Rob T rob at ucora.com
Wed Dec 19 16:54:07 PST 2012


On Wednesday, 19 December 2012 at 09:25:54 UTC, Walter Bright 
wrote:
> Mostly. If you use bytecode, you have Yet Another Spec that has 
> to be defined and conformed to. This has a lot of costs.

But those are mostly one-time costs, and for software that has to 
run millions of times over, if there are enough performance gains 
by first compiling to bytecode, it could be worth the costs over 
the long term.

If there may be better methods of producing he same or better 
results that are not strictly bytecode, then that's another 
story, however one goal is to have a common language that 
amalgamates everything together under a common roof.

One question I have for you, is what percentage performance gain 
can you expect to get by using a well chosen bytecode-like 
language verses interpreting directly from source code?

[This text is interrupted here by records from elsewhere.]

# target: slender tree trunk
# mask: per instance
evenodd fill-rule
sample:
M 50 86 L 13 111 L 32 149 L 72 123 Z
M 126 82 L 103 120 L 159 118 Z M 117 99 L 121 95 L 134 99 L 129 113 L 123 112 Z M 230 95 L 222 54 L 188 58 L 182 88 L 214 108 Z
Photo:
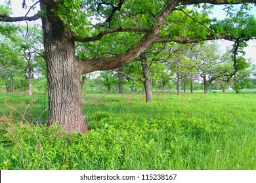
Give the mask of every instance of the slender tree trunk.
M 119 72 L 122 72 L 123 67 L 119 67 L 117 71 Z M 123 75 L 120 73 L 117 73 L 117 75 L 118 75 L 118 93 L 123 93 Z
M 74 42 L 49 7 L 47 14 L 50 21 L 42 18 L 42 24 L 47 65 L 48 125 L 60 125 L 65 130 L 78 133 L 87 132 L 81 105 L 81 67 L 75 56 Z
M 226 92 L 225 87 L 221 82 L 221 90 L 223 90 L 223 93 L 224 93 Z
M 184 76 L 184 80 L 183 80 L 183 91 L 184 91 L 184 93 L 186 93 L 186 78 L 185 78 L 185 76 Z
M 135 88 L 135 84 L 133 83 L 133 84 L 131 85 L 131 93 L 133 93 L 134 92 L 134 88 Z
M 208 86 L 207 86 L 207 81 L 206 80 L 206 76 L 205 75 L 203 75 L 203 91 L 204 93 L 207 94 L 208 93 Z
M 181 75 L 179 73 L 177 74 L 177 78 L 178 78 L 178 84 L 177 84 L 177 95 L 181 95 Z
M 165 84 L 163 84 L 163 93 L 166 92 L 166 85 L 165 85 Z
M 7 88 L 7 92 L 8 92 Z M 15 93 L 15 80 L 12 80 L 12 93 Z
M 140 55 L 140 59 L 143 76 L 145 78 L 144 86 L 146 93 L 146 102 L 152 102 L 153 101 L 152 81 L 150 78 L 150 68 L 148 65 L 146 54 L 143 53 Z
M 32 95 L 32 75 L 28 74 L 28 95 Z

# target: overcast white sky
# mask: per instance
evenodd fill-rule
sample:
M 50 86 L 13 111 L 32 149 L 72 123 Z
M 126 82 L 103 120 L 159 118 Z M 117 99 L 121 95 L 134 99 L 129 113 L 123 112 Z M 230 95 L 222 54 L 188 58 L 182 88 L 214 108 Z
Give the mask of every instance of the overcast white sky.
M 0 4 L 3 4 L 5 0 L 0 0 Z M 32 1 L 26 1 L 28 6 L 33 5 Z M 12 0 L 12 8 L 14 16 L 24 16 L 28 10 L 24 10 L 22 8 L 22 0 Z M 37 5 L 39 8 L 39 4 Z M 224 6 L 215 6 L 216 8 L 213 10 L 213 14 L 211 16 L 211 18 L 215 17 L 218 19 L 223 19 L 225 17 L 224 11 L 223 10 Z M 256 8 L 253 7 L 253 10 L 251 11 L 256 16 Z M 30 15 L 33 15 L 34 12 L 31 11 Z M 37 23 L 40 24 L 41 21 L 38 20 Z M 218 41 L 221 46 L 221 49 L 225 52 L 226 46 L 231 46 L 232 44 L 232 42 L 220 40 Z M 256 64 L 256 41 L 250 41 L 248 42 L 248 46 L 244 49 L 246 52 L 245 58 L 251 58 L 253 63 Z

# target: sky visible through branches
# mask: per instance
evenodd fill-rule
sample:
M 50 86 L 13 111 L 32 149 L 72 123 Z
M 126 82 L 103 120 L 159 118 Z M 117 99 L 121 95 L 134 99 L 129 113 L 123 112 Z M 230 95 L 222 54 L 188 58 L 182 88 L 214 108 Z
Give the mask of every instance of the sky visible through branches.
M 0 0 L 0 5 L 2 5 L 4 3 L 5 0 Z M 29 6 L 32 5 L 32 2 L 30 1 L 27 1 L 27 5 L 29 7 Z M 24 16 L 27 12 L 28 9 L 25 10 L 22 8 L 22 4 L 23 2 L 23 0 L 15 0 L 12 1 L 12 9 L 13 12 L 13 16 Z M 237 8 L 239 8 L 239 6 L 240 5 L 235 5 L 237 7 Z M 39 5 L 37 5 L 37 8 L 39 8 Z M 223 8 L 224 8 L 224 5 L 217 5 L 215 6 L 215 8 L 212 10 L 212 14 L 210 15 L 210 18 L 216 18 L 218 20 L 222 20 L 225 18 L 225 12 L 223 10 Z M 35 9 L 35 12 L 38 9 Z M 256 17 L 256 7 L 253 7 L 253 9 L 251 10 L 251 13 L 254 14 L 254 16 Z M 30 14 L 28 16 L 33 16 L 35 14 L 35 11 L 31 10 Z M 30 24 L 41 24 L 41 20 L 37 20 L 37 21 L 34 22 L 30 22 Z M 18 23 L 20 24 L 20 23 Z M 26 25 L 26 22 L 23 22 L 22 24 L 24 24 Z M 219 40 L 217 41 L 218 43 L 220 44 L 221 50 L 223 51 L 223 52 L 225 52 L 226 48 L 227 46 L 231 47 L 233 42 L 228 41 L 224 40 Z M 255 52 L 256 52 L 256 41 L 255 40 L 251 40 L 248 41 L 248 46 L 244 48 L 244 51 L 246 52 L 246 55 L 245 58 L 246 59 L 251 58 L 252 62 L 254 64 L 256 64 L 256 54 Z

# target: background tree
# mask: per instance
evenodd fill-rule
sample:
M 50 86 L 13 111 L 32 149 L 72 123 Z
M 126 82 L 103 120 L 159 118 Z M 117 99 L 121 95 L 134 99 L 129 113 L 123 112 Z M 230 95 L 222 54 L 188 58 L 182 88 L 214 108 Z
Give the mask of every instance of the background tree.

The other question, is are there better alternative techniques? 
For example, compiling regular source directly to native using a 
JIT approach. In many ways, this seems like the very best 
approach, which I suppose is precisely what you've been arguing 
about all this time. So perhaps I've managed to convince myself 
that you are indeed correct. I'll take that stance and see if it 
sticks.

BTW I'm not a fan of interpreted languages, except for situations 
where you want to transport code in the form of data, or be able 
to store it for later portable execution. LUA embedded into a 
game engine is an good use case example (although why not D!).